Personalberater: “Politik ist schlechter Leumund”

Österreich
31.08.2014 08:00
Munterer Ringelreigen in der Regierung: Minister kommen, gehen und wechseln wie wild. Kommt da noch jeder mit? Wäre das auch im Berufsleben denkbar? Ein Personalberater gibt Antwort.

Einer kommt, einer geht, heute noch für das Gesundheitssystem zuständig, morgen schon für Schiene und Verkehr. Kann wirklich jeder alles? Sind unsere Politiker allesamt Universalgenies, während das AMS gut ausgebildete Angestellte und Arbeiter sonst für jede noch so kleine berufliche Veränderung in jahrelange Umschulungen und Fortbildungen steckt?

Dr. Hans Jorda (57) zählt zu den Top-Personalberatern des Landes und ist Miteigentümer des global tätigen Unternehmens Neumann & Partners. Er vermittelt als Headhunter internationale Spitzenmanager und Führungskräfte. Für die "Krone" beurteilt er die Qualifikationen und Fähigkeiten unserer Politiker. Wie gut sind sie?

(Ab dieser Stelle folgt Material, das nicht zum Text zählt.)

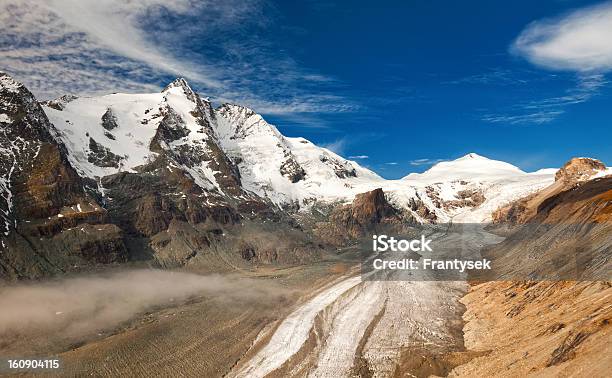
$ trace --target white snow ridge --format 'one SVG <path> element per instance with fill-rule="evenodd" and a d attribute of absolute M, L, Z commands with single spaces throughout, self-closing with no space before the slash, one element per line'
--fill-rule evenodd
<path fill-rule="evenodd" d="M 58 99 L 55 104 L 59 103 Z M 279 206 L 298 209 L 317 202 L 347 202 L 358 193 L 382 188 L 394 205 L 413 211 L 422 222 L 434 218 L 437 222 L 482 222 L 492 209 L 549 185 L 555 173 L 525 173 L 511 164 L 471 153 L 438 163 L 422 174 L 385 180 L 304 138 L 283 136 L 251 109 L 232 104 L 213 109 L 184 79 L 177 79 L 160 93 L 70 97 L 61 106 L 48 104 L 44 110 L 71 163 L 87 177 L 133 171 L 154 159 L 157 153 L 151 150 L 151 141 L 164 116 L 172 113 L 186 135 L 163 144 L 163 148 L 190 145 L 210 152 L 205 142 L 215 143 L 237 166 L 243 189 Z M 197 117 L 203 117 L 209 128 Z M 111 163 L 92 159 L 92 149 L 108 152 Z M 215 178 L 219 172 L 207 162 L 182 168 L 201 187 L 223 192 Z M 484 203 L 475 208 L 456 205 L 453 201 L 462 199 L 467 191 L 481 193 Z M 420 215 L 415 210 L 418 206 L 429 209 L 431 219 Z"/>

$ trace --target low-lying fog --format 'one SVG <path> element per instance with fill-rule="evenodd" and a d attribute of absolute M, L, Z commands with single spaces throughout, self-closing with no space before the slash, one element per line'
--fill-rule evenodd
<path fill-rule="evenodd" d="M 130 270 L 0 287 L 3 335 L 61 333 L 68 338 L 112 329 L 156 306 L 191 297 L 270 300 L 287 291 L 270 282 L 161 270 Z"/>

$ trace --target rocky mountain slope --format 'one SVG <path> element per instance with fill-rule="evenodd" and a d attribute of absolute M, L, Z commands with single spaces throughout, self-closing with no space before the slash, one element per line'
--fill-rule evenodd
<path fill-rule="evenodd" d="M 337 206 L 329 219 L 316 225 L 324 241 L 342 246 L 369 234 L 400 232 L 415 223 L 408 211 L 393 207 L 382 189 L 357 194 L 352 203 Z"/>
<path fill-rule="evenodd" d="M 607 279 L 611 173 L 593 159 L 570 160 L 552 185 L 494 213 L 490 228 L 511 231 L 486 254 L 496 258 L 507 279 Z"/>
<path fill-rule="evenodd" d="M 492 214 L 492 221 L 503 224 L 524 224 L 536 214 L 538 207 L 546 199 L 591 179 L 611 174 L 612 169 L 606 168 L 599 160 L 573 158 L 555 173 L 554 183 L 495 210 Z"/>
<path fill-rule="evenodd" d="M 362 193 L 381 188 L 374 202 L 384 200 L 405 223 L 483 222 L 554 179 L 554 170 L 525 173 L 468 154 L 385 180 L 306 139 L 283 136 L 248 108 L 213 108 L 184 79 L 160 93 L 67 95 L 42 106 L 8 75 L 1 85 L 2 147 L 10 158 L 2 160 L 7 251 L 0 262 L 13 278 L 142 259 L 213 270 L 302 261 L 320 252 L 306 252 L 325 239 L 311 232 L 317 222 L 331 219 L 358 233 L 361 223 L 338 207 L 359 203 Z M 69 236 L 75 232 L 83 235 Z M 284 242 L 270 249 L 240 236 L 253 234 Z M 19 237 L 28 257 L 16 247 Z M 52 247 L 51 238 L 61 246 Z M 285 247 L 293 255 L 281 252 Z"/>
<path fill-rule="evenodd" d="M 134 259 L 197 257 L 219 270 L 318 255 L 295 222 L 243 188 L 211 126 L 215 112 L 184 80 L 159 94 L 64 96 L 41 107 L 1 78 L 3 278 Z M 243 243 L 284 232 L 292 237 L 273 249 Z M 229 256 L 211 257 L 220 246 Z"/>
<path fill-rule="evenodd" d="M 385 180 L 304 138 L 285 137 L 251 109 L 233 104 L 213 109 L 184 79 L 161 93 L 64 97 L 44 109 L 71 162 L 87 177 L 99 181 L 133 172 L 163 153 L 172 155 L 171 168 L 187 171 L 208 192 L 254 195 L 285 210 L 348 203 L 359 193 L 383 188 L 395 206 L 408 208 L 417 221 L 446 222 L 480 205 L 485 190 L 514 185 L 506 192 L 515 197 L 491 193 L 498 197 L 491 206 L 497 207 L 548 185 L 554 174 L 528 174 L 468 154 L 423 174 Z"/>
<path fill-rule="evenodd" d="M 478 284 L 462 300 L 466 347 L 478 357 L 451 376 L 608 374 L 610 173 L 572 159 L 554 184 L 497 212 L 513 227 L 486 254 L 508 281 Z"/>
<path fill-rule="evenodd" d="M 32 94 L 0 74 L 0 99 L 0 275 L 37 277 L 81 259 L 125 261 L 121 229 L 85 189 Z"/>

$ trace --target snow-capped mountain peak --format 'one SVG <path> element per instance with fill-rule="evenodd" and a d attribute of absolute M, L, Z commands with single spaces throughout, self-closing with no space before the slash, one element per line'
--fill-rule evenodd
<path fill-rule="evenodd" d="M 134 171 L 163 155 L 169 169 L 182 169 L 205 190 L 254 193 L 300 208 L 350 201 L 358 193 L 383 188 L 417 219 L 445 221 L 479 204 L 481 194 L 494 193 L 491 188 L 518 183 L 524 189 L 516 190 L 520 194 L 552 177 L 470 153 L 421 174 L 385 180 L 304 138 L 284 136 L 252 109 L 234 104 L 213 109 L 182 78 L 160 93 L 71 97 L 44 109 L 72 165 L 85 176 Z M 506 194 L 489 201 L 489 207 L 512 197 Z"/>
<path fill-rule="evenodd" d="M 526 174 L 518 167 L 500 160 L 493 160 L 476 153 L 469 153 L 456 160 L 437 163 L 423 173 L 411 173 L 404 180 L 436 182 L 448 180 L 487 180 Z"/>
<path fill-rule="evenodd" d="M 253 110 L 217 109 L 217 135 L 237 162 L 245 187 L 278 204 L 346 198 L 364 181 L 382 180 L 355 162 L 304 138 L 288 138 Z"/>

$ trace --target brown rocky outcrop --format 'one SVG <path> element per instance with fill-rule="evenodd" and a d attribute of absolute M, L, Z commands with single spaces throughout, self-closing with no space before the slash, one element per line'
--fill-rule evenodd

"Krone": Ist das Wechseln von Ministern und Funktionären wirklich seriös? Bundeskanzler Werner Faymann hat neulich erklärt, Fachkompetenz sei "nicht unbedingt" nötig, gefragt sei vielmehr "analytische Begabung, nicht Scheuklappen einer bestimmten Berufssparte".
Dr. Hans Jorda: Viele Besetzungen sind in der Tat nicht ganz nachvollziehbar. In der Wirtschaft geht es um Ausbildungen, vorweisbare Praxis, Hearings, Referenzen und Auswahlverfahren. In der Politik wird hingegen gescannt: Gehört der Kandidat zum richtigen Lager, der richtigen Landespartei, passen Alter und Geschlecht? Dann wird der Kandidat angerufen und besetzt. Politiker setzen mehr auf Freunderln, Loyalitäten und "Günstlinge", weil sie sich so besser gegen Angriffe geschützt fühlen.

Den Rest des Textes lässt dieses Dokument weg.